His work focuses on helping computers interpret language semantics by decoding large data sets ― essentially improving the way humans talk to computers. Krishnaswamy said he hopes marching will remind him of the potential political ramifications of his work.
“What I do with technology is going to shape how we interact with each other, how we interact with our leaders and how we interact with technology in the future,” he said. “I have to make sure the technology I build will not have an ill effect on the freedoms we enjoy as Americans, and aren’t going to infringe on our rights or allow the government to do so either.”
Adrian Rivera-Reyes, 24, bristles when conservative pundits attack scientists as hungry for glory, fame or grant money.
“No one ever comes to mind who says specifically, ‘I want to do this because I want to be famous,’ or ‘I want to be well-known or famous or considered an intellectual,’” the third-year Ph.D. student in cancer biology at the University of Pennsylvania told HuffPost by phone on Friday. “People do science because we’re interested in solving problems that no one else wants to solve. As a consequence, society moves forward.”
David Gray / Reuters
Protesters hold placards and banners as they participate in Saturday’s March for Science rally on Earth Day, in central Sydney, Australia.
The Puerto Rico native plans to march with a group of Latino scientists and students on Saturday. Trump’s proposed budget cuts risk eliminating funding for future work when he graduates, he said.
“It’s very worrying that I will graduate and President Trump will still be president,” he said. “I’m thinking, well, what am I going to do? Will there be jobs for me? It feels very real, more real than it used to be.”
The Trump administration’s hostility toward Muslim immigrants and travelers, including the ban on visitors from a handful of majority Muslim countries, jeopardize the future of his scientific research, Rivera-Reyes said.
“In science, that hurts,” he said. “We are definitely a very large and diverse group of people, and just singling out people for their religious beliefs like that is wrong.”
Carter echoed that sentiment.
“[S]cience doesn’t stop at country borders, because scientists collaborate with other scientists in government, industry, and academia all over the world,” she told HuffPost. “And science issues aren’t limited to individual countries. A disease that is in one country doesn’t wait for a visa to go into another country and we have to work together to tackle common problems.”

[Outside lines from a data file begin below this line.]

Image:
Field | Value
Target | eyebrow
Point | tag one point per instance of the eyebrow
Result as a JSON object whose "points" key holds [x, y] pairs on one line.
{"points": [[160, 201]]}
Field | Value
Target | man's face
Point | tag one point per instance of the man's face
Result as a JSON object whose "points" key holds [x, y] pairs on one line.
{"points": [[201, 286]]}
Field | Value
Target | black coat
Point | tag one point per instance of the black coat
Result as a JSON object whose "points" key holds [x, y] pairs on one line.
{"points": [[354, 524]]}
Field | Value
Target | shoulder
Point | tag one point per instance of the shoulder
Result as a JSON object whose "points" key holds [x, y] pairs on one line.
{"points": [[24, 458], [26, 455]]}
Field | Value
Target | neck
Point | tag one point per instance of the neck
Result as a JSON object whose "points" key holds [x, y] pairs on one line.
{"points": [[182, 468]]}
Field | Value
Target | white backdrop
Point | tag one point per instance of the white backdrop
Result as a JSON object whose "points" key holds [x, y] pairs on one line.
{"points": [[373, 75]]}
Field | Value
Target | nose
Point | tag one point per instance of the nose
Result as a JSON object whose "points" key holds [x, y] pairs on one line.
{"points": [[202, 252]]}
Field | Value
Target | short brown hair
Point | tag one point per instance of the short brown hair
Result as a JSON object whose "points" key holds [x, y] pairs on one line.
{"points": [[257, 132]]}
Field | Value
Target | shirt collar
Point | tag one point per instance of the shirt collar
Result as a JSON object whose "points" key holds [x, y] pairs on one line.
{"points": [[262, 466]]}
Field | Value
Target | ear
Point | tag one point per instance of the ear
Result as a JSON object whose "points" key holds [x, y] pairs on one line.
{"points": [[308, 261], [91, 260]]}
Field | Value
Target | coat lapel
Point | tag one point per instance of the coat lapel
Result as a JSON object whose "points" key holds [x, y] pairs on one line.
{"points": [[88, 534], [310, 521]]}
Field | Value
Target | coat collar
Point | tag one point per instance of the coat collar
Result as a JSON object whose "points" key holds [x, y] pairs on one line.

It’s for this reason, she added, that the scientific community has been so outraged by Trump’s travel bans and anti-immigration rhetoric.
“Science is a very international community and movement limitations can prevent collaborations or communication, like conferences,” Carter said.
Sean Terry, a Ph.D. student in astrophysics at Catholic University and a research assistant at NASA’s Goddard Space Flight Center, said that Trump’s signing of a bill last month to authorize $19.5 billion in funding for the agency in the 2018 budget year has given him and others in the field of space science a certain level of comfort. It’s his environmental colleagues, in particular at the EPA, that Terry said he’s “more scared” about.
Although Terry expected the March for Science would draw a smaller crowd than the Women’s March back in January, he considers the message equally as important. And his hope is that at least some people denying or trying to weaken the importance of science will change their tone.
“I’m marching just to show my commitment to science and science literacy, and improving science literacy in younger individuals,” he said.